Sua presença era notada em qualquer lugar que fosse. Alto e forte,  do tipo apaixonado, impaciente, generoso, solidário, dos grandes gestos e grandes desacertos também. Ele não sorria, gargalhava, não andava, corria, queria tudo pronto para ontem, ocupava todos os espaços.  E tudo nele tendia ao exagero, aos excessos,  tanto na ira quanto na bondade. Não foi somente amado, foi adorado e até mesmo, algumas vezes, odiado. Ódio que passava logo diante de seu sorriso e seu olhar.  Esse era meu pai, desde sempre, meu herói.
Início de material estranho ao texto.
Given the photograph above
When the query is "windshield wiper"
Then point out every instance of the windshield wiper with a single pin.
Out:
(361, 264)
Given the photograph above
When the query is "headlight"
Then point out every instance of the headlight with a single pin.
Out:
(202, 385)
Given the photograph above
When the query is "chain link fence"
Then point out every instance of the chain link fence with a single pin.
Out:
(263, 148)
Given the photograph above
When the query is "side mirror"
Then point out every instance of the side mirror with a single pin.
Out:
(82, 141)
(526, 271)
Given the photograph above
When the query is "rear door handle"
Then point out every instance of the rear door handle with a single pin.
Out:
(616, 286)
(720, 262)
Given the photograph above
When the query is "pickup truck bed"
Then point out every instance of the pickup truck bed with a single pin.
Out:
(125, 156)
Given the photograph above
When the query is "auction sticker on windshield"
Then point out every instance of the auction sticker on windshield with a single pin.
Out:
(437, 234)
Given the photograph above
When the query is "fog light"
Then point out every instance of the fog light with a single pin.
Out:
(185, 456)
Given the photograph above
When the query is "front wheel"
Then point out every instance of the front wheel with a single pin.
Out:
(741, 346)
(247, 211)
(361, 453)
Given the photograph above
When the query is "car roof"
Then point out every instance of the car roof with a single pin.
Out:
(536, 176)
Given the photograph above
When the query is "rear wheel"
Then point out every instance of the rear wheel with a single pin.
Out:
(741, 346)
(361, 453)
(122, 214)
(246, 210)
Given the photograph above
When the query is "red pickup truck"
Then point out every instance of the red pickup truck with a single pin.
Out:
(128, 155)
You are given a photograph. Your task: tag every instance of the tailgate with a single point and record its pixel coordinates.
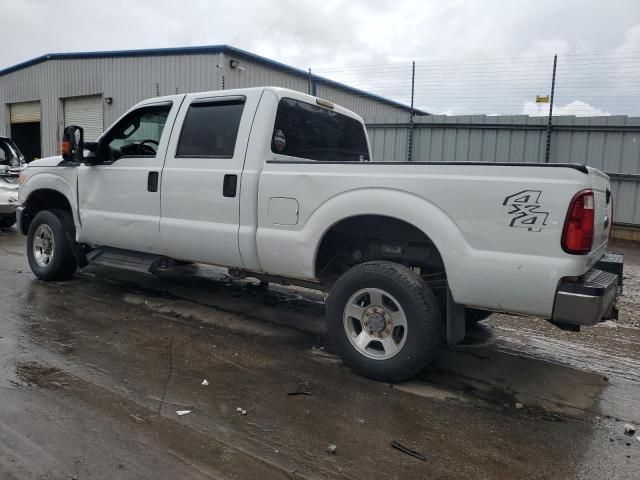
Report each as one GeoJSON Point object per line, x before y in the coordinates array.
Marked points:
{"type": "Point", "coordinates": [601, 187]}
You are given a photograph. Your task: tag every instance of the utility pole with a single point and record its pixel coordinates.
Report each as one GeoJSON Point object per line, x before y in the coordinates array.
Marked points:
{"type": "Point", "coordinates": [413, 89]}
{"type": "Point", "coordinates": [550, 121]}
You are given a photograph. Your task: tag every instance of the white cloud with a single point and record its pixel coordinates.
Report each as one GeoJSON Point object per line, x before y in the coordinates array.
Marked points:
{"type": "Point", "coordinates": [577, 108]}
{"type": "Point", "coordinates": [472, 57]}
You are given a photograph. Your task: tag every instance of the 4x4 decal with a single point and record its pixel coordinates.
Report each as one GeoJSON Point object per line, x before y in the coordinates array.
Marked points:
{"type": "Point", "coordinates": [524, 207]}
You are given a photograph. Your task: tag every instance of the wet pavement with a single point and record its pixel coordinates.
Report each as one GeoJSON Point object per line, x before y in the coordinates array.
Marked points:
{"type": "Point", "coordinates": [93, 371]}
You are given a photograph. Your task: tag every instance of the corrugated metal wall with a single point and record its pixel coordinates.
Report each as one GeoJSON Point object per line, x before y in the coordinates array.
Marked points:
{"type": "Point", "coordinates": [611, 144]}
{"type": "Point", "coordinates": [128, 80]}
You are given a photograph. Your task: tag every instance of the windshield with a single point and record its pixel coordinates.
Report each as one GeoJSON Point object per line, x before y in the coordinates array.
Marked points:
{"type": "Point", "coordinates": [9, 154]}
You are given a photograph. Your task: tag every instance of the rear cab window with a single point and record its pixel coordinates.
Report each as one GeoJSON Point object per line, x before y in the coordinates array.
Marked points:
{"type": "Point", "coordinates": [210, 128]}
{"type": "Point", "coordinates": [312, 132]}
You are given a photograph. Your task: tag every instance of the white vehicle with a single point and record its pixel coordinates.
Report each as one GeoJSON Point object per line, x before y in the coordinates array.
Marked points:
{"type": "Point", "coordinates": [11, 163]}
{"type": "Point", "coordinates": [278, 185]}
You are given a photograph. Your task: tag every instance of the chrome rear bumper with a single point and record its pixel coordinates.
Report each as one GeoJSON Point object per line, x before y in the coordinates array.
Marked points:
{"type": "Point", "coordinates": [590, 298]}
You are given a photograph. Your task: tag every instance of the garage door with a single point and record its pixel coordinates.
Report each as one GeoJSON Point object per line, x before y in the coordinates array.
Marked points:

Quando zangava comigo, me chamava de menina: Menina, venha aqui, percebeu o que fez?

Quando queria algo de mim, já me chamava de filhota:

-  Filhota, venha me fazer um cafuné.  Filhota, peça na cozinha uma limonada.  Filhota, isso e aquilo.-  Com tantos irmãos e sem nenhum atributo especial, eu me sentia tão amada como se fosse filha única.

Mas o que chamava mesmo a atenção de quem o visse pela primeira vez,  era seu olhar.  Seus olhos falavam, ora contentes, ora  irônicos, divertidos ou  amorosos ou até mesmo cruéis.  Nada passava sem que esses olhos não  percebessem e com eles,  comandava tudo ao seu redor. Nada lhes escapava.

Quando, já mocinha, imersa nos ardores e angústias da adolescência, no rebuliço dos hormônios, era a ele que eu pedia conselho, ajuda ou consolo. E ele me respondia através de um olhar banhado de ternura: -  Consulte seu coração, filhota. Ele  vai lhe indicar o melhor – e apontava para meu peito, silenciosamente, com aquele olhar  que era como uma luz a indicar o melhor caminho, um farol no escuro das decisões difíceis.

Ele não está mais nessa terra, mas permanece ao meu redor e sempre o sinto perto de mim nos momentos de angústia ou solidão. – “  Consulte seu coração, filhota “ e parece até que vejo seu olhar a me apontar sorrindo, a melhor  escolha.


  Aquele olhar tão cheio daquele amor incondicional que os pais oferecem aos seus filhos e que os tornam para sempre, seus heróis.